I have what seems to be a fairly common use case for MoreLikeThis: indexing
articles and running MLT queries to learn what other documents I have in the
index that are similar. I am a little confused about results of some of
these queries and was hoping this list would be able to educate me on what's
happening under the hood.
One relevant detail about my application is that I'm caching the results of
the MLT queries so that I can do an aggregate query later on that says "give
me documents that are like any of this set of documents". So I have a table
that maps documents to similar documents and also saves the score that came
out of the MLT query. I have two questions about the similarity data that
I've generated so far:
Why would the score change over time? For a given document, it seems
that if I store the similar documents and corresponding scores, after time
has passed and more documents have been added to the index, a fresh MLT
query for the same original document will return a different score than the
one I saved earlier for the same similar documents. If the text of neither
document changes, shouldn't the similarity score be calculated exactly the
same each time? Or, is it possible that my first MLT query was run at a time
that the documents were not "completely" indexed (if such a concept exists)
and thus incomplete data was used in the query?
(mostly to confirm my understanding) The score from a MLT result is not a
symmetric property, right? Document A might be similar to B with a score of
0.5, but document B might not even return A in its set of similar documents.

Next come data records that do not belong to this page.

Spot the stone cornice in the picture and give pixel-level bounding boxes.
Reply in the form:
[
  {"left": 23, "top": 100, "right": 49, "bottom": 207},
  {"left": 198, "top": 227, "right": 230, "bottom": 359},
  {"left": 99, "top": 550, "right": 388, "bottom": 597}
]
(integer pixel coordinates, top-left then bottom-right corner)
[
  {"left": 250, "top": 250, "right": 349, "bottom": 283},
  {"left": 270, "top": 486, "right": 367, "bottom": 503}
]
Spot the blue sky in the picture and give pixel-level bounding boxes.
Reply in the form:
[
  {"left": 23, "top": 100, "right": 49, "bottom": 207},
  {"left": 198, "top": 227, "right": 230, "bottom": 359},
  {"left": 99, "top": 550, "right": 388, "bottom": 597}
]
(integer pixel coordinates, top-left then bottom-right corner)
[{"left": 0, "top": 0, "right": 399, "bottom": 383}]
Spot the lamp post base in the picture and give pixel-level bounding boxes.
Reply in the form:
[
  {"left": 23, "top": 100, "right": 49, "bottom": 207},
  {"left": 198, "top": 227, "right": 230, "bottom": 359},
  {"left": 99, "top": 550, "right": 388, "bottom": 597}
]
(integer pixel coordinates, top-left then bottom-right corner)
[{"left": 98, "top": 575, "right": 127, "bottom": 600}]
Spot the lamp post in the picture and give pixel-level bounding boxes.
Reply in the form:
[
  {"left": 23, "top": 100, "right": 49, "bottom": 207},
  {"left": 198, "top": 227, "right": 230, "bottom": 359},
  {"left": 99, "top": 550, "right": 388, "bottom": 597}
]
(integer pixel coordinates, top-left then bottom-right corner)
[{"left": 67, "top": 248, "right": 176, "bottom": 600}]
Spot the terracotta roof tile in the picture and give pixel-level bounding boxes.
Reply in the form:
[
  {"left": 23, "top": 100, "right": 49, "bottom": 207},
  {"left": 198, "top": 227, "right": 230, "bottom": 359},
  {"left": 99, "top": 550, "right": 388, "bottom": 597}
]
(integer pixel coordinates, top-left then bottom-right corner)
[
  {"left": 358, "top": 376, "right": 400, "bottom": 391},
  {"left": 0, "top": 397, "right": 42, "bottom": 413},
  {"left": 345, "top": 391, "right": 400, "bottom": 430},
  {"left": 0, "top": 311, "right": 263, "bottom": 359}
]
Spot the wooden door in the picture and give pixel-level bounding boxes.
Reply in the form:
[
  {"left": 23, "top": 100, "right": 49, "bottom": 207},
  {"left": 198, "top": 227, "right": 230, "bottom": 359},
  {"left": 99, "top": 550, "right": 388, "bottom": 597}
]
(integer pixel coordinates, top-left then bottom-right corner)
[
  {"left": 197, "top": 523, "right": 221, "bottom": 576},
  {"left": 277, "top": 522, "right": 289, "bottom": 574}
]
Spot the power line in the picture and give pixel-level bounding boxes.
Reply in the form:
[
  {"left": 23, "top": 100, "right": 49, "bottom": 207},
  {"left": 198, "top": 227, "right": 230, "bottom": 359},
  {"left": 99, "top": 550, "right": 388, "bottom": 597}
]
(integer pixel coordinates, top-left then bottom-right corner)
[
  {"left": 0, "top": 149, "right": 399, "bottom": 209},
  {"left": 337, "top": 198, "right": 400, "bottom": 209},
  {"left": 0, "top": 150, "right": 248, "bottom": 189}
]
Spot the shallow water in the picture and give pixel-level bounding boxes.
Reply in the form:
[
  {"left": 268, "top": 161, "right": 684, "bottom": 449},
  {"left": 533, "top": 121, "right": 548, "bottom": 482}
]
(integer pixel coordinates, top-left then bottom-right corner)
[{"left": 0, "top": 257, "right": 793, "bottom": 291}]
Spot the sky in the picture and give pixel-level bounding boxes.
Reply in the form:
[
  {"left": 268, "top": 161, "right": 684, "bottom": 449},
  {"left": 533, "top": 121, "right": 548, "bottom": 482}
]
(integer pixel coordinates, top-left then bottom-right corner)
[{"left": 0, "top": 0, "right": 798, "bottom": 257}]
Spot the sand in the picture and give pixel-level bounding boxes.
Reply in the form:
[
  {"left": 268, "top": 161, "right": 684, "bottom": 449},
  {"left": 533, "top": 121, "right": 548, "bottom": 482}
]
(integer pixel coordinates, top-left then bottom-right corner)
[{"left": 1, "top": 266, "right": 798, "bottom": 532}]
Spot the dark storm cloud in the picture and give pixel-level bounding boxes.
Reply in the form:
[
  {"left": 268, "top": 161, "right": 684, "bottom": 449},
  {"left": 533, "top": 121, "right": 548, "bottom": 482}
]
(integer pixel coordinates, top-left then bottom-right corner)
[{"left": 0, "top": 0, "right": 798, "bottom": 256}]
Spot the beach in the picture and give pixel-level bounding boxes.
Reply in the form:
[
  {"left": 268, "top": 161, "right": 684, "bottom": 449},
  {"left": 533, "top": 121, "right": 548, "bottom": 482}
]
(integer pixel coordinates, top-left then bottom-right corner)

Indeed, I have some examples of this in my index where document B returns no
similar documents from a MLT query, when B shows up in the MLT query against
A. In this case, why is it that the index returns no documents similar to
B? There don't appear to be any query parameters  which would lower the
minimum threshold to return results.
There is not a lot of documentation for MoreLikeThis, even at the Lucene
layer, and the best I've found is Aaron Johnson's write-up . Any help
you can provide will be greatly appreciated. Thanks in advance.